UK ‘big four’ supermarkets Sainsbury’s and Asda have proposed a package of measures which they hope will persuade the country’s competition watchdog to allow their planned merger to go ahead.

They include GBP1bn (US$1.33bn) of lower prices annually by the third year post-completion, fast payments to small suppliers, and store and petrol forecourt divestments across both brands.

Last month, the UK’s Competition and Markets Authority (CMA) suggested the proposed merger between the retailers could potentially be blocked after its investigation suggested a deal could lead to higher prices for consumers and a lessening of competition across the sector.

The watchdog argued the transaction could lead to a “poorer shopping experience” for in-store and online shoppers, as well as a reduction in the range and quality of products on offer.

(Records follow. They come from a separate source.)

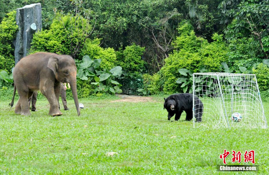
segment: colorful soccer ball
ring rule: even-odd
[[[242,116],[239,112],[235,112],[232,115],[232,119],[235,122],[239,122],[242,120]]]
[[[80,109],[83,109],[84,108],[84,105],[82,103],[80,103],[78,104],[79,106],[79,108]]]

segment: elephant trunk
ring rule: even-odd
[[[73,95],[73,98],[75,101],[75,104],[78,112],[78,115],[79,116],[80,115],[80,109],[78,105],[78,93],[77,92],[76,80],[75,78],[74,80],[73,80],[70,82],[70,86]]]

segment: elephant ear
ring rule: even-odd
[[[48,67],[54,73],[54,75],[56,75],[56,72],[58,69],[58,63],[59,59],[56,57],[52,57],[49,59],[48,63]]]

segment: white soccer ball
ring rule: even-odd
[[[242,120],[242,116],[239,112],[235,112],[232,115],[232,119],[235,122],[239,122]]]
[[[82,103],[80,103],[78,104],[79,106],[79,108],[80,109],[83,109],[84,108],[84,105]]]

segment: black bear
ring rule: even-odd
[[[178,120],[183,111],[186,112],[186,120],[190,120],[193,118],[193,96],[189,93],[173,94],[165,98],[164,98],[163,109],[166,109],[168,112],[168,119],[173,117],[175,114],[175,120]],[[201,100],[198,97],[194,97],[194,109],[195,118],[198,122],[202,121],[202,114],[203,106]]]

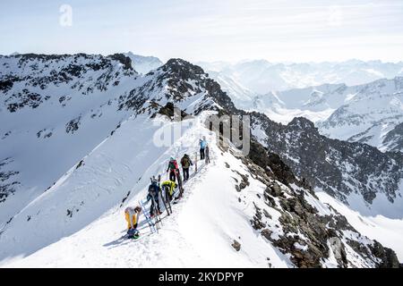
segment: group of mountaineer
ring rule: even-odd
[[[205,160],[205,163],[207,164],[210,163],[210,154],[209,145],[204,136],[199,140],[199,144],[201,160]],[[193,165],[193,163],[192,162],[190,156],[187,154],[184,154],[180,160],[180,164],[182,166],[184,181],[186,181],[189,180],[189,169]],[[197,172],[197,164],[195,171]],[[159,206],[160,198],[163,201],[164,205],[168,204],[170,207],[170,202],[172,200],[177,201],[183,197],[184,188],[182,176],[179,171],[179,165],[175,157],[170,157],[169,159],[167,168],[167,174],[168,174],[169,179],[164,181],[162,183],[160,183],[160,175],[158,177],[158,179],[156,179],[155,177],[151,178],[151,182],[149,186],[146,200],[146,203],[151,201],[151,206],[150,208],[150,218],[153,218],[154,216],[162,214]],[[175,189],[176,188],[179,189],[179,194],[176,198],[174,198]],[[165,208],[167,209],[167,206],[165,206]],[[139,231],[137,231],[137,223],[141,209],[141,206],[138,206],[136,207],[128,206],[124,210],[124,217],[127,222],[128,229],[127,235],[129,238],[137,239],[139,237]]]

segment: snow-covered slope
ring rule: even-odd
[[[119,55],[18,55],[0,66],[1,229],[130,115],[117,98],[142,80]]]
[[[366,143],[382,151],[402,150],[398,127],[403,122],[401,77],[360,86],[324,84],[270,92],[253,102],[252,107],[244,105],[283,124],[305,117],[327,137]]]
[[[152,70],[157,70],[164,63],[155,56],[144,56],[134,55],[132,52],[125,53],[124,55],[132,60],[132,66],[137,72],[147,74]]]
[[[360,233],[380,241],[386,247],[392,248],[400,261],[403,261],[403,220],[390,219],[383,215],[366,216],[351,210],[325,192],[317,192],[320,200],[334,207],[346,216],[348,223]]]
[[[231,145],[229,148],[217,145],[215,134],[205,127],[206,116],[246,114],[235,107],[202,68],[171,59],[141,76],[122,55],[4,58],[13,63],[4,66],[15,71],[7,71],[1,78],[5,95],[2,116],[10,121],[7,124],[15,124],[5,125],[7,130],[13,127],[11,134],[15,130],[23,130],[14,131],[17,135],[32,132],[26,129],[40,116],[44,119],[38,119],[39,122],[45,119],[48,123],[58,122],[60,116],[64,123],[55,128],[60,138],[52,132],[45,138],[56,139],[45,141],[47,144],[39,141],[43,145],[38,143],[36,147],[44,155],[34,156],[35,161],[26,159],[30,169],[19,165],[24,164],[19,154],[30,147],[21,144],[13,151],[11,139],[18,138],[8,135],[4,139],[11,143],[8,149],[1,150],[9,158],[1,165],[5,168],[1,172],[2,191],[5,190],[1,206],[6,206],[11,219],[7,214],[1,216],[4,222],[0,231],[3,265],[399,265],[392,250],[362,236],[344,216],[318,200],[313,188],[296,177],[276,154],[268,153],[254,140],[247,157]],[[83,63],[75,64],[79,62]],[[52,64],[55,67],[47,69]],[[34,92],[38,95],[32,96]],[[64,100],[56,99],[64,92],[74,97],[64,105]],[[90,97],[93,100],[88,99],[85,105]],[[83,105],[78,103],[81,99]],[[61,107],[54,110],[57,102]],[[72,107],[67,107],[69,102]],[[181,117],[193,117],[183,122],[181,136],[160,145],[164,130],[176,132],[181,124],[172,121],[174,106],[182,110]],[[77,112],[79,107],[82,110]],[[90,115],[89,120],[81,115],[64,122],[64,116],[92,114],[95,108],[110,114],[110,125],[91,122],[96,116]],[[24,115],[25,112],[30,114]],[[83,131],[94,141],[75,137]],[[64,133],[73,138],[67,142],[70,145],[64,143]],[[37,137],[40,139],[41,134]],[[213,162],[199,163],[199,172],[185,185],[185,198],[175,206],[175,215],[164,220],[159,235],[147,236],[148,228],[141,221],[141,239],[123,240],[122,210],[145,197],[149,178],[165,173],[170,156],[194,155],[202,135],[210,142]],[[81,140],[85,144],[81,146]],[[65,149],[59,147],[60,141]],[[47,148],[58,153],[48,155]],[[30,149],[26,158],[37,149]],[[73,158],[69,164],[70,156]],[[18,164],[13,164],[13,160]],[[55,164],[60,174],[52,172],[52,160],[64,161],[65,165]],[[30,172],[38,172],[37,177],[31,177]],[[49,189],[35,188],[47,185],[40,180],[43,172],[51,172],[47,178],[55,181]],[[391,171],[390,174],[395,175]],[[17,179],[20,184],[13,184]],[[30,191],[30,186],[34,191]],[[25,201],[21,203],[19,198]],[[136,243],[138,247],[133,248]]]
[[[340,63],[274,63],[266,60],[199,63],[207,72],[217,72],[258,94],[303,88],[325,83],[361,85],[403,75],[403,62],[350,60]]]
[[[70,217],[67,215],[64,220],[60,214],[56,214],[58,208],[65,207],[66,202],[64,200],[59,201],[49,210],[54,215],[39,214],[32,217],[31,223],[35,223],[39,229],[43,228],[42,232],[34,232],[32,236],[41,237],[43,240],[46,237],[43,231],[47,233],[51,231],[51,233],[59,232],[64,238],[25,258],[23,256],[30,253],[29,248],[35,249],[38,246],[30,240],[17,239],[18,241],[14,241],[12,239],[13,232],[6,231],[0,240],[2,246],[7,246],[5,253],[11,257],[3,260],[5,264],[4,265],[17,267],[31,265],[65,267],[72,265],[87,267],[397,265],[398,262],[392,252],[383,248],[378,242],[361,236],[341,215],[321,203],[309,189],[298,187],[295,183],[288,184],[290,181],[286,185],[284,184],[286,177],[274,179],[275,173],[279,173],[277,171],[270,172],[271,175],[269,175],[270,172],[266,173],[253,161],[239,156],[235,149],[219,148],[215,141],[215,134],[203,127],[205,115],[203,113],[193,120],[193,128],[185,130],[172,147],[162,150],[162,154],[154,154],[156,150],[152,150],[153,152],[150,154],[141,154],[144,156],[143,159],[146,157],[148,159],[151,154],[158,156],[155,161],[154,158],[142,160],[152,162],[147,169],[137,164],[141,159],[135,152],[127,155],[124,145],[118,152],[114,150],[114,158],[109,159],[108,165],[102,160],[91,162],[92,157],[94,160],[100,159],[100,154],[107,154],[107,146],[110,147],[126,140],[131,143],[137,140],[138,136],[133,132],[131,126],[135,120],[133,122],[130,122],[130,120],[123,124],[113,138],[94,150],[87,160],[88,164],[77,171],[76,178],[80,172],[94,179],[105,177],[105,173],[86,172],[86,169],[92,168],[93,165],[101,166],[100,169],[104,167],[112,169],[113,172],[109,177],[121,178],[119,181],[124,183],[124,188],[128,187],[126,182],[130,181],[133,184],[131,193],[125,197],[126,201],[120,204],[119,199],[116,199],[118,196],[113,199],[112,195],[117,189],[124,189],[124,188],[122,188],[124,186],[113,188],[115,191],[110,191],[109,194],[107,191],[99,193],[90,190],[71,193],[69,197],[73,195],[73,198],[91,193],[93,195],[98,193],[98,196],[93,198],[94,200],[90,199],[92,206],[82,205],[78,208],[80,212],[73,210],[73,214]],[[164,121],[159,116],[155,120]],[[176,124],[169,122],[165,123]],[[141,135],[148,137],[147,134]],[[196,153],[200,136],[207,136],[210,142],[212,163],[207,165],[199,163],[198,172],[194,173],[184,185],[184,198],[178,205],[173,206],[174,214],[164,218],[158,234],[150,233],[147,223],[141,218],[141,239],[134,241],[123,239],[125,223],[122,212],[124,207],[136,205],[138,200],[146,196],[148,177],[151,174],[163,173],[166,162],[170,156],[180,156],[184,152]],[[124,155],[125,160],[122,161],[116,153]],[[260,157],[262,158],[262,154]],[[139,171],[146,171],[141,179],[135,182],[133,178],[121,176],[121,172],[124,173],[128,169],[115,168],[122,163],[128,164],[127,166],[138,166]],[[275,167],[279,166],[272,164],[272,168]],[[291,176],[288,179],[295,180],[291,179],[291,174],[288,176]],[[77,181],[77,179],[66,178],[64,184],[74,181]],[[238,184],[242,187],[238,187]],[[61,188],[63,189],[62,186]],[[52,197],[56,198],[56,194],[62,192],[62,189],[55,187],[51,191],[55,193]],[[46,197],[50,197],[49,194],[39,198],[37,206],[41,204],[47,205]],[[120,195],[123,193],[120,192]],[[98,205],[99,210],[101,198],[105,198],[104,200],[110,202],[111,205],[112,202],[116,205],[111,206],[108,210],[104,209],[105,214],[98,220],[73,235],[67,231],[61,231],[68,230],[69,223],[78,223],[79,220],[86,218],[88,214],[94,213],[94,205]],[[31,210],[34,207],[32,206]],[[306,218],[306,221],[303,221],[304,218]],[[50,223],[51,226],[52,223],[57,223],[46,231],[47,223]],[[29,223],[24,223],[26,226]],[[56,225],[59,225],[59,228]],[[30,227],[28,226],[28,230],[24,228],[21,231],[30,230]],[[16,238],[20,237],[14,237]],[[333,246],[332,241],[340,243],[340,248]],[[30,247],[22,250],[21,245]],[[18,253],[21,257],[15,257]],[[2,252],[2,258],[4,258],[4,252]]]
[[[325,94],[321,100],[327,102],[330,97],[332,94]],[[393,142],[386,137],[403,122],[403,78],[346,87],[338,97],[344,98],[344,103],[329,118],[318,122],[322,134],[367,143],[382,151],[399,150],[396,145],[391,147]]]
[[[365,215],[403,217],[403,154],[331,139],[305,118],[287,125],[252,114],[253,134],[300,177]]]

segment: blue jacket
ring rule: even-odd
[[[204,149],[207,146],[207,141],[206,140],[200,140],[200,148],[201,149]]]

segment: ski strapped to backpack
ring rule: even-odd
[[[165,188],[164,188],[164,189],[165,189]],[[162,203],[164,204],[164,207],[165,207],[165,209],[167,210],[167,215],[170,215],[171,213],[172,213],[172,210],[170,211],[170,210],[167,207],[167,200],[166,200],[167,198],[164,198],[165,196],[162,195],[162,188],[159,188],[159,195],[160,195],[160,197],[161,197]],[[169,201],[169,199],[168,199],[167,201]],[[169,211],[170,211],[170,212],[169,212]]]
[[[144,207],[144,205],[140,200],[139,200],[139,205],[140,205],[140,207],[141,207],[141,211],[142,211],[142,214],[144,214],[144,217],[146,218],[147,223],[149,223],[151,233],[158,232],[158,230],[156,229],[155,224],[152,223],[149,214],[147,214],[147,211],[146,211],[146,208]]]

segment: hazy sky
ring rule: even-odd
[[[164,61],[397,62],[403,1],[0,2],[0,54],[129,50]]]

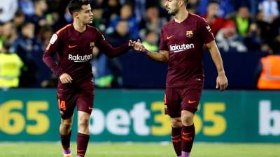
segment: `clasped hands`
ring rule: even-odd
[[[132,40],[130,40],[128,46],[133,47],[133,48],[136,51],[139,51],[139,52],[144,52],[145,51],[145,47],[141,43],[141,40],[139,39],[138,39],[137,41],[132,41]]]

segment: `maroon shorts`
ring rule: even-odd
[[[76,106],[78,111],[91,114],[94,100],[93,87],[83,89],[69,89],[66,91],[66,92],[57,91],[58,107],[62,119],[70,118]]]
[[[188,85],[165,89],[165,114],[170,117],[180,117],[182,110],[195,113],[197,110],[203,85]]]

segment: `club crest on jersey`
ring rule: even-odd
[[[90,48],[93,49],[94,47],[94,45],[95,45],[94,42],[90,42]]]
[[[193,31],[186,31],[186,36],[188,38],[192,38],[193,36]]]

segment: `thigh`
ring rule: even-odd
[[[164,95],[164,104],[166,105],[165,114],[172,118],[181,117],[181,99],[176,92],[176,88],[166,88]]]
[[[93,109],[94,89],[88,89],[82,90],[77,98],[77,107],[78,111],[91,114]]]
[[[60,94],[57,92],[58,107],[63,119],[72,117],[76,104],[76,96],[74,93]]]
[[[197,111],[202,96],[203,86],[201,84],[195,86],[186,86],[181,91],[182,98],[182,110],[188,110],[192,113]]]

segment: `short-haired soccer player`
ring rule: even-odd
[[[59,77],[57,99],[61,114],[59,133],[64,156],[71,157],[70,137],[74,110],[77,105],[78,133],[77,156],[83,157],[90,139],[89,119],[93,107],[94,85],[91,60],[97,46],[108,57],[125,53],[135,42],[113,48],[92,23],[89,0],[72,0],[69,9],[74,18],[52,35],[43,57],[45,63]],[[52,58],[57,54],[58,63]]]
[[[160,52],[150,52],[140,43],[136,50],[151,59],[168,63],[164,103],[172,119],[173,145],[180,157],[189,157],[195,138],[193,117],[204,84],[203,47],[210,51],[218,71],[216,88],[227,87],[220,52],[206,21],[186,9],[187,0],[166,0],[174,18],[162,27]]]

The timetable to release its findings was recently extended to late April. 

But in their response to last month’s provisional findings, Sainsbury’s and Asda said today (19 March) they “strongly disagree” with the CMA’s conclusions and said they have found the CMA’s analysis of their proposed merger to contain “significant errors”.

“This is compounded by the CMA’s choice of a threshold for identifying competition problems that does not fit the facts and evidence in the case and that is set at an unprecedentedly low level, therefore generating an unreasonably high number of areas of concern,” they said.

But they have made a number of post-merger commitments to try and get the deal over the line.

In addition to aiming to deliver GBP1bn of lower prices, the retailers said they would invest GBP300m in the first year of the combination and a further GBP700m over the following two years as the cost savings “flow through”. This would reduce prices by around 10% on everyday items, they suggest.

Sainsburys said it would move to pay small suppliers (those with a turnover up to GBP250,000) within 14 days, while Asda will continue to pay its small suppliers within 14 days, in line with existing commitments.

The supermarkets, which also said they would commit to either a capped price or low-price fuel strategy, said they will create cost savings in three ways: by securing lower purchasing prices from suppliers, predominantly by paying the lower of the two prices that Sainsbury’s and Asda currently pay large suppliers for identical products; by putting Argos stores into Asda; and by jointly buying shared goods and services and reducing central costs.
Sainsbury’s chief executive Mike Coupe and Asda CEO Roger Burnley said in a joint statement: “We are trying to bring our businesses together so that we can help millions of customers make significant savings on their shopping and their fuel costs, two of their biggest regular outgoings.

“We are committing to reducing prices by GBP1bn per year by the third year which would reduce prices by around 10% on everyday items. We are happy to be held to account for delivering on this commitment and to have our performance independently reviewed and to publish this annually.

“We hope that the CMA will properly take account of the evidence we have presented and correct its errors. We have proposed a reasonable yet conservative remedy package and hope the CMA considers this so that we can deliver the cost savings for customers.”

Reacting to the Sainsbury’s/Asda announcement, Thomas Brereton, a retail analyst at data and analytics company GlobalData, said: “Details of Ocado and M&S’s GBP1.5bn online venture have been published since the latest from the CMA, introducing a new variable into online grocery competitiveness evaluation – another issue rightfully previously flagged by the CMA, given that over 75% of the online market is controlled by the big four, Ocado and Amazon.

“For Sainsbury’s to forge on – with what many see as an already lost battle – shows how pivotal Sainsbury’s feels consolidation at the top end of the grocery market is in order to stop long-term share decline at the big four, to use economies of scale and pressure on large suppliers to reduce shelf prices for shoppers.”

The CMA’s final report is expected by 30 April.

Plans to merge the supermarkets were first announced in April last year when Sainsbury’s said it would pay Asda owner Walmart GBP2.97bn for a controlling stake in its UK supermarket subsidiary.